TAIPEI (Taiwan News) — Lithuania has reportedly been removed from China's custom's registry in retaliation for warming ties with Taiwan, leaving many Lithuanian goods stranded at sea.

On Thursday (Dec. 2), 15min.lt cited a Lithuanian wood exporter as saying their company's products were barred from entering Shanghai port because Lithuania is no longer in the computer system. Vidmantas Janulevicius, president of the Lithuanian Confederation of Industrialists, told the news agency that “Lithuania has been crossed out ... it seems that there's no such country in China's customs system."

This means that firms such as the wood exporter, which has 300 containers sailing to China, now have their products floating in limbo. The Lithuanian Foreign Ministry confirmed with the Baltic News Service (BNS) that the country's exporters have encountered problems exporting goods to the communist country.

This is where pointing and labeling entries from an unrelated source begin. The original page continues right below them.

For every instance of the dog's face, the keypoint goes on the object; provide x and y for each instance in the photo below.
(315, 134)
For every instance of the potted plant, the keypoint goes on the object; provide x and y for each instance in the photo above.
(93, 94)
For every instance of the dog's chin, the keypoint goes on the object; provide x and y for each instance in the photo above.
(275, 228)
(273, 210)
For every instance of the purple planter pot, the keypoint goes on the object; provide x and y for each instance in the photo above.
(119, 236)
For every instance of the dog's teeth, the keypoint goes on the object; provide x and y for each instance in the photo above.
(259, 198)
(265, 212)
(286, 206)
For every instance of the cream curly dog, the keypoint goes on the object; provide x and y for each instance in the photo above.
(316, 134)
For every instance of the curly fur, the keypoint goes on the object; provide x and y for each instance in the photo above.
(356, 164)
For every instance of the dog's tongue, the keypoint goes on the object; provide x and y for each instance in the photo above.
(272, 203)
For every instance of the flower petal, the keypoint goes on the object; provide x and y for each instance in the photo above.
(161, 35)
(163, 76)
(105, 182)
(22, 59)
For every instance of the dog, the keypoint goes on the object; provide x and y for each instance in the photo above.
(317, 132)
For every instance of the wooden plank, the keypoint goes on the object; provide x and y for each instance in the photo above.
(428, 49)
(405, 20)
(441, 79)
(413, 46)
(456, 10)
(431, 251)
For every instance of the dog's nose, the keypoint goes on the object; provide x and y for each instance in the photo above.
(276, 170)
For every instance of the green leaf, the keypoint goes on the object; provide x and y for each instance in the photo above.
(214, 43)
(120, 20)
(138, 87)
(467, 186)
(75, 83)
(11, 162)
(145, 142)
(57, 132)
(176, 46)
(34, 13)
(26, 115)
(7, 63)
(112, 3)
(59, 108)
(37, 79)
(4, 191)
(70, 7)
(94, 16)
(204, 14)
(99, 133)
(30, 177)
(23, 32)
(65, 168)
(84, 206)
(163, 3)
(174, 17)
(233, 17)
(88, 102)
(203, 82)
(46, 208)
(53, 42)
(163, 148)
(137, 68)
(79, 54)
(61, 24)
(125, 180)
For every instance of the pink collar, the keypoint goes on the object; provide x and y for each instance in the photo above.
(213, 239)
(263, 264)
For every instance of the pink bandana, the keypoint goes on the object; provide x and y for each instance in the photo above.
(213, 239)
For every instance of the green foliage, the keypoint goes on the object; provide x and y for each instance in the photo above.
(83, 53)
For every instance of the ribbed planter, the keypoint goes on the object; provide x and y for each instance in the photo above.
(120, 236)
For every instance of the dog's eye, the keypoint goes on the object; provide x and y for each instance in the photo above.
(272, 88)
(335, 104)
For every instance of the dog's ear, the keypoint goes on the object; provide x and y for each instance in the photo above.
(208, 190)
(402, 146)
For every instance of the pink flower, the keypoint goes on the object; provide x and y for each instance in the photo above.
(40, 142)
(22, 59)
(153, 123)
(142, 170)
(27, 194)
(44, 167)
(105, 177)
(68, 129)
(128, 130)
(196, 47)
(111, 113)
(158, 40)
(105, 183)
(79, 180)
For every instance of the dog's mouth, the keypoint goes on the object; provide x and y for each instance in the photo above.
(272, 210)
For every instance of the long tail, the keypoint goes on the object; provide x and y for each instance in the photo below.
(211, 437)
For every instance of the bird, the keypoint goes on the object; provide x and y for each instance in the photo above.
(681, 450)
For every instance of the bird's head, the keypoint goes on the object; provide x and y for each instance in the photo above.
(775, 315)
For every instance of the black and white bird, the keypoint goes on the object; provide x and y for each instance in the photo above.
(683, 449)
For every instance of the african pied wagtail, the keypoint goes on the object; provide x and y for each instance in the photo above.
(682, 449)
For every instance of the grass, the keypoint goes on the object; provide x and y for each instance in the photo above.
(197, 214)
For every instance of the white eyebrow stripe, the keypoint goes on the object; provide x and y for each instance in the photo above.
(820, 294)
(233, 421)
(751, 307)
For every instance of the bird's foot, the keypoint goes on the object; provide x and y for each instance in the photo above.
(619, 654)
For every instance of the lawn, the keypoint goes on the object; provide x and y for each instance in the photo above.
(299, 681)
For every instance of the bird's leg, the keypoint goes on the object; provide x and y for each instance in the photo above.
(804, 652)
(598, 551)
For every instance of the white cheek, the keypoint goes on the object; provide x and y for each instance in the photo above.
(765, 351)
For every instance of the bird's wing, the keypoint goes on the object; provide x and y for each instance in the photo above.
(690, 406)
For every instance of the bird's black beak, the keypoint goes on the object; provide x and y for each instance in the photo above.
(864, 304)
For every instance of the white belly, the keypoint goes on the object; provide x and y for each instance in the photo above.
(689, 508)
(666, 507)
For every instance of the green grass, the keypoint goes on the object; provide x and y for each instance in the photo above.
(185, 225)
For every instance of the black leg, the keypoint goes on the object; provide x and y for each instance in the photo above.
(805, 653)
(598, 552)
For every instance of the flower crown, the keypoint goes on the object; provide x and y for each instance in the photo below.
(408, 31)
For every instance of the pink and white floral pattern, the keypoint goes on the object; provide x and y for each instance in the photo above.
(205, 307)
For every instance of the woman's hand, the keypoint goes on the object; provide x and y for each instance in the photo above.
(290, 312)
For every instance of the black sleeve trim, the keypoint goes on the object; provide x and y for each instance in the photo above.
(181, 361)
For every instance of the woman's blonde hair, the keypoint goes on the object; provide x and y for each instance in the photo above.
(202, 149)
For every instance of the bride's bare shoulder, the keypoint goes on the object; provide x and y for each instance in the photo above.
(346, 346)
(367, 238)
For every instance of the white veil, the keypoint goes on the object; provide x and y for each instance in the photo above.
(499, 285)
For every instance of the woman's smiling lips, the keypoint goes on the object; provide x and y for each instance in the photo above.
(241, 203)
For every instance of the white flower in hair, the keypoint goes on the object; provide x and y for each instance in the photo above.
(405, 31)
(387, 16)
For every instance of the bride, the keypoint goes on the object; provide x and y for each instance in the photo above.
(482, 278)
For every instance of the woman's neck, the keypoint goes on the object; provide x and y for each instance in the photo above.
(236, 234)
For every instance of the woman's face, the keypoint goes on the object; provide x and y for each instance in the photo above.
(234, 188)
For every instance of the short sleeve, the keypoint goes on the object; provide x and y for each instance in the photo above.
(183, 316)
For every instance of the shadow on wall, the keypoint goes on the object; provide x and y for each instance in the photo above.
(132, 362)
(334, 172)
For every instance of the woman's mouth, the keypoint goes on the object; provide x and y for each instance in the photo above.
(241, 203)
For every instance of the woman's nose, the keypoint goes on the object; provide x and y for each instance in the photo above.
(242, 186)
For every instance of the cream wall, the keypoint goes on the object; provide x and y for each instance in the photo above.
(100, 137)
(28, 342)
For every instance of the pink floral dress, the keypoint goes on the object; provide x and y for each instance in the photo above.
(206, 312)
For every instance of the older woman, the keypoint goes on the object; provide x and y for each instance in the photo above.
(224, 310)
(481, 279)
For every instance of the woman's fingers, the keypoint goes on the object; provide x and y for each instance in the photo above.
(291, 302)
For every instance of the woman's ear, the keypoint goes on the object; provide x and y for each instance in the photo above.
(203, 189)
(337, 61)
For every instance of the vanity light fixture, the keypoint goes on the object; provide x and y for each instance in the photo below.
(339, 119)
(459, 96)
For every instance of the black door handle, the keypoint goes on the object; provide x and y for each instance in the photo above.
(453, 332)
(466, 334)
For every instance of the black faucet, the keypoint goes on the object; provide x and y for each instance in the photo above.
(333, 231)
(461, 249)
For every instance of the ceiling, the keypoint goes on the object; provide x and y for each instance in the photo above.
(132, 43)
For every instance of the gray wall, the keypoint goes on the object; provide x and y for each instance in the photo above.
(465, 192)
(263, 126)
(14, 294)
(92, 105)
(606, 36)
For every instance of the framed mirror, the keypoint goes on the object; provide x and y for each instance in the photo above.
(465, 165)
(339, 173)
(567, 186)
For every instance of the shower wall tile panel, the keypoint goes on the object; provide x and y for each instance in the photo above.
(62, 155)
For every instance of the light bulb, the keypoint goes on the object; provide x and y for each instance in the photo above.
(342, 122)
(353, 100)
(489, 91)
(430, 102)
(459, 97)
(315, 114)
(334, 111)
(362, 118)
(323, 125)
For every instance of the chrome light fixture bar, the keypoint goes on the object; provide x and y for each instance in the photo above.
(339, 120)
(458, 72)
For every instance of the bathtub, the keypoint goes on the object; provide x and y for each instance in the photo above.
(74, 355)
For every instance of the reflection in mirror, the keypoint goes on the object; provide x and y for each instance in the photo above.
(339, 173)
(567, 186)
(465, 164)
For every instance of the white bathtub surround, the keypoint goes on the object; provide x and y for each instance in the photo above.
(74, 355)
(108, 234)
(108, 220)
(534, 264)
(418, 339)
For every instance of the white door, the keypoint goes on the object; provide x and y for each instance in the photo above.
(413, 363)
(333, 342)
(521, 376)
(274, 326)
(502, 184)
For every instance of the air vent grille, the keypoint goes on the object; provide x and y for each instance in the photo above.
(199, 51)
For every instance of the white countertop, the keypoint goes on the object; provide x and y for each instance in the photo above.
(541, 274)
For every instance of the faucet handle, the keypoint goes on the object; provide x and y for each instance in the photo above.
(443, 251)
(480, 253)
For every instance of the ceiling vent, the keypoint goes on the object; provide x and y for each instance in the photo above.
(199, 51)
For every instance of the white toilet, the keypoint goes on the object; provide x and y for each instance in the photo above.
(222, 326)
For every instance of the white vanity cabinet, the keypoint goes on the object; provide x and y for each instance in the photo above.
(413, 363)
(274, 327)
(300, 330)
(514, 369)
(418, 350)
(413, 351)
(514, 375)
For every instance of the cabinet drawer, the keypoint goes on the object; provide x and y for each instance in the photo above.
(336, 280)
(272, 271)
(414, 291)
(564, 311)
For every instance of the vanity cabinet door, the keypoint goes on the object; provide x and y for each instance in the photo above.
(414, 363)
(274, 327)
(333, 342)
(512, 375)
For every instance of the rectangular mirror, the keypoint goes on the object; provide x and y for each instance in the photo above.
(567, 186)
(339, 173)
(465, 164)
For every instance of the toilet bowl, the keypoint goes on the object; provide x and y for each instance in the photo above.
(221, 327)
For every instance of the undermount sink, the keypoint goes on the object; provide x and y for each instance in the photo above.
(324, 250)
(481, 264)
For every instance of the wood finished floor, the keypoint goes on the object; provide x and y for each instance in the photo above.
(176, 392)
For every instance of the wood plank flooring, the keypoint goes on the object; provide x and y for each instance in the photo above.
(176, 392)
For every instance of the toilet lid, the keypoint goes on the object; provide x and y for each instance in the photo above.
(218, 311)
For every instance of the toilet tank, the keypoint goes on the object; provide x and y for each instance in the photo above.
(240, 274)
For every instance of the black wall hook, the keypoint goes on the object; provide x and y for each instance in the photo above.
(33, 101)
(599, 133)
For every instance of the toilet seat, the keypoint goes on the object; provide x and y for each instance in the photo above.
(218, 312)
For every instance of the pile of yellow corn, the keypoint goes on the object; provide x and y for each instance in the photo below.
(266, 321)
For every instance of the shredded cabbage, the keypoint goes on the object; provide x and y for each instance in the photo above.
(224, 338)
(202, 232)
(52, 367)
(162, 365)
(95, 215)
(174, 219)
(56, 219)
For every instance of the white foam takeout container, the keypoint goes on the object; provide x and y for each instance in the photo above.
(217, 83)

The ministry said it has received reports about "possible disruptions for Lithuanian production in China" and has contacted Lithuanian companies. It is also gathering information from Chinese officials about the new restrictions, reported the Lithuanian National Radio and Television (LRT). It added that it is also communicating with the European Commission "about a reaction on the EU level."

Beijing has sought to punish Lithuania for allowing Taiwan to set up a representative office in Vilnius, while also planning to open a representative office of its own in Taiwan next year. On Nov. 21, China downgraded diplomatic ties with Lithuania by demoting the Baltic country's ambassador in Beijing to the position of charge d’affaires.

Also, according to the Lithuania-China Trade Association, although exports of agricultural, forestry, and animal husbandry goods have been impacted by Chinese restrictions, high-tech products in areas such as biotechnology have been largely unaffected.